A group low-grade civil servants said on Wednesday it is imperative that their representatives be present at a discussion next week on pay rises for civil servants.
The meeting, pegged to be held at the presidential palace on October 30, will focus on salaries of civil servants.
Finance Minister Makis Keravnos said he would look at ways of increasing the salaries of public employees on the A2-A5-A7 pay scales, while he would not accept any further pay increases from representatives of unions for higher civil service grades.
“The participation of representatives at the discussion is a democratic right and will contribute to the development of a just and acceptable solution for all,” the low-grade civil servants said in an announcement.
Meanwhile, a report in daily Politis said on Wednesday that pay rises for higher grade civil servants will rise further next year.
According to the daily, as of January 1 this year, all civil servants receiving over €2,000 per month net had all reductions placed on their salaries in 2012 removed, meaning the payroll would increase.
The restoration of wages to their original form, in combination with the cost-of-living allowance granted to the civil servants, and the raises given at the beginning of the year, sent the state payroll through the roof.
In the 2023 state budget spending of €3.2 billion to cover the salaries, pensions and gratuities of staff and officials was included compared to €3 billion in 2022. According to the 2024 state budget, which is pending in parliament for a vote, the state payroll will rise by around 14 per cent, translating to nearly €500 million, pushing total staff costs, including pensions and gratuities, to €3.7 billion for the new year. The increase in the state payroll by approximately €500 million in 2024 is mainly due to the increased indexation allowances that will be granted and the increased contributions that will be paid by the state to the insurance funds of state employees, such as social insurance fund and national health scheme (Gesy).
Publishing details the accountant-general’s office showcased the increases that some state officials are set to receive.
In 2024, MPs are set to start receiving a net salary of close to €5,000 per month (€4,991), while ministers and deputy ministers will get €5,883.

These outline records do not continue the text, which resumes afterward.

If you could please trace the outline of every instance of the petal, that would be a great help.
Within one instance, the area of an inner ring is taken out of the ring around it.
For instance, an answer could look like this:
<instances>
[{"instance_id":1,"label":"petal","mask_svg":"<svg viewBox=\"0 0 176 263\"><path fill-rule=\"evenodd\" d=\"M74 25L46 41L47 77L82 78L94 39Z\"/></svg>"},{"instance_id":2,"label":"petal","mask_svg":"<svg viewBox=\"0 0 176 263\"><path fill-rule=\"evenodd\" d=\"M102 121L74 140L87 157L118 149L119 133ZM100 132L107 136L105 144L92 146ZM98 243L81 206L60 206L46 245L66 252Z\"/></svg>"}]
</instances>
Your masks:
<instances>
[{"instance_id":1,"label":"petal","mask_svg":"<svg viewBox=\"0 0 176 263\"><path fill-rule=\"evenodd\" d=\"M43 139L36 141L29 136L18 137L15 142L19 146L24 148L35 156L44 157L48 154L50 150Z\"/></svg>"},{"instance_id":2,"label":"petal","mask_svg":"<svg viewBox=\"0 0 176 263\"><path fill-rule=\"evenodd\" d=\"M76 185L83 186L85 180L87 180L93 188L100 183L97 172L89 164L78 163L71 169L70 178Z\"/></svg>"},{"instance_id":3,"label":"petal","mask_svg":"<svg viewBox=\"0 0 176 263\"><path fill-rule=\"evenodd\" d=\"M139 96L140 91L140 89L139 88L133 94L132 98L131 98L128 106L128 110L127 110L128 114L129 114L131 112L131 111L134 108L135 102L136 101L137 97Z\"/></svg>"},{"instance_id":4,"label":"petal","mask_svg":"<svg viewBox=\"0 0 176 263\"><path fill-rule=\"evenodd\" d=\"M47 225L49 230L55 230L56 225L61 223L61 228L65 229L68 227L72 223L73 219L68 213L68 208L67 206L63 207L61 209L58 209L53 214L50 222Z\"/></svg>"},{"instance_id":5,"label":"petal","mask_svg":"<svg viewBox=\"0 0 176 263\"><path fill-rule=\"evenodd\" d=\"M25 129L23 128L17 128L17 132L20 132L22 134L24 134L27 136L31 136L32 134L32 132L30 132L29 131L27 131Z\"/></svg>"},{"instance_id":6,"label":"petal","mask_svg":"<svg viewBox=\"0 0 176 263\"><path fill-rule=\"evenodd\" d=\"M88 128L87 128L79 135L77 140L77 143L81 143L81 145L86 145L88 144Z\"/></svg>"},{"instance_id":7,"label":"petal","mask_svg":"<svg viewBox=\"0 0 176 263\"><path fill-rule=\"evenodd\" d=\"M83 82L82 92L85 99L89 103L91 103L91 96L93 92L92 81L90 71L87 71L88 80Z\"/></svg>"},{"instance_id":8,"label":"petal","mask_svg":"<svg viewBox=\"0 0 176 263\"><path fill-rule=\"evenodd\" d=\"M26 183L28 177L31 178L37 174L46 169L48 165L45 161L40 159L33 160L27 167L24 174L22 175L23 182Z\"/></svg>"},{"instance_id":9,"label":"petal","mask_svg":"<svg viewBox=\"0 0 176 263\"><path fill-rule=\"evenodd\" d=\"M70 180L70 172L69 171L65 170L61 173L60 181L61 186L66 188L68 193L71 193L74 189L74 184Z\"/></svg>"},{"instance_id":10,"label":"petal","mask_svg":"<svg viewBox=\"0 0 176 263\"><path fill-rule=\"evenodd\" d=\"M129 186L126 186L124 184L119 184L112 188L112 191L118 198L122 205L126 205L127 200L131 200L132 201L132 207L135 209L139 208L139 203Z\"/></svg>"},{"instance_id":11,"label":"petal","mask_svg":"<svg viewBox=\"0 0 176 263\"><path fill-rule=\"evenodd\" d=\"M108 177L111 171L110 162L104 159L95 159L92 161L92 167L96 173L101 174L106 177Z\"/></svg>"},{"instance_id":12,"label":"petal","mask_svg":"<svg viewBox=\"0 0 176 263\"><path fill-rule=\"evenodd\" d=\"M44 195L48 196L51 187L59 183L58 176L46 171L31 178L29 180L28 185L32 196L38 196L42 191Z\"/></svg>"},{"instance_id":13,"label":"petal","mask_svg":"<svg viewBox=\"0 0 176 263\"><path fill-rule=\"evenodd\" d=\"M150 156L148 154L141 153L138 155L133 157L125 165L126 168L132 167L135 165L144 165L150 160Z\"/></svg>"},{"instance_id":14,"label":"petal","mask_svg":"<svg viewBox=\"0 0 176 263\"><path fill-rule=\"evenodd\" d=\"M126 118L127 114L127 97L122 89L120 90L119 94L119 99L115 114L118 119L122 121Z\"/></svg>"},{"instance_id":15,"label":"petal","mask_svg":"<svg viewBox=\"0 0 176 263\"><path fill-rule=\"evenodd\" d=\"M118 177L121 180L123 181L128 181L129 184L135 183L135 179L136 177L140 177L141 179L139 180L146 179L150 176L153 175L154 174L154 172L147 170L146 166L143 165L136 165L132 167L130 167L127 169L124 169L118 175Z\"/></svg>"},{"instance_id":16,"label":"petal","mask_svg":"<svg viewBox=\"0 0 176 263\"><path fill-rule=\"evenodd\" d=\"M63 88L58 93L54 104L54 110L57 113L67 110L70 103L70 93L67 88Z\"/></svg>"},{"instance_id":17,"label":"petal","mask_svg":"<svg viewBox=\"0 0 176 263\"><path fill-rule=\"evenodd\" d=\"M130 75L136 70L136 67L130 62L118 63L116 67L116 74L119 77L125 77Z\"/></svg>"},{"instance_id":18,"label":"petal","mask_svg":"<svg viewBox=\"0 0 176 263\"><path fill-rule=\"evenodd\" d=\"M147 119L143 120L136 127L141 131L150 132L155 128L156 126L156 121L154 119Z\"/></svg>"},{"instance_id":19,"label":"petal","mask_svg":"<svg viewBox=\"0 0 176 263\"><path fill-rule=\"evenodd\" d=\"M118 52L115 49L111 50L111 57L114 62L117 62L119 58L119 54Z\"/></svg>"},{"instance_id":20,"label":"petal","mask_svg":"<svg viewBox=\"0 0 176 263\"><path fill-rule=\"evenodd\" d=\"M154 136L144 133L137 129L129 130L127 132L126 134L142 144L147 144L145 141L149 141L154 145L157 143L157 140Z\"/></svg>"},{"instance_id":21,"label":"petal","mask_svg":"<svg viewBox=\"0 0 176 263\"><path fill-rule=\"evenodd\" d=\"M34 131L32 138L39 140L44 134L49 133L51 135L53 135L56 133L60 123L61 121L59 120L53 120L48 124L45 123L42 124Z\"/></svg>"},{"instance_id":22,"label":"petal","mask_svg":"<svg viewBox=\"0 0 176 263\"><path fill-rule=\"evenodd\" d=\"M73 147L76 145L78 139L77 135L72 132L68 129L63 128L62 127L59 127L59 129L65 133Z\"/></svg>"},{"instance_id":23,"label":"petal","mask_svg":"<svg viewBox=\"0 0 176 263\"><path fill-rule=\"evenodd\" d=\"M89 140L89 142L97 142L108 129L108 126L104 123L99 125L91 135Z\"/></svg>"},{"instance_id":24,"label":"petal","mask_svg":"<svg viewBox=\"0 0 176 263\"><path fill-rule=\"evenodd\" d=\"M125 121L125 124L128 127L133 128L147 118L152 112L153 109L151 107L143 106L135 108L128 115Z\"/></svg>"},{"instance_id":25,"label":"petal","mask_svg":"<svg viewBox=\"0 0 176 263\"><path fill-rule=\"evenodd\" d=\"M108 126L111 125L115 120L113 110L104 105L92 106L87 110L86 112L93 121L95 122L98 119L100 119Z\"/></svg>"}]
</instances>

The 2024 budget projects a surplus of €659 million, equivalent to 2.2 per cent of GDP. Development spending shows a 12 per cent increase on an annual basis, while social benefits are up by 15 per cent compared to 2023, reaching €2bn. Additionally, there is a restraint on public sector salaries.
On the state payroll, Keravnos had previously said this worries the government and efforts will be made to contain it.
“Expenditures come to €3.7 billion and we can’t continue along this trajectory,” he said.
The minister made it plain he will not grant any further pay rise requests made by civil servants’ unions – although he might make some exceptions for people on the lower pay scales (A2 to A7).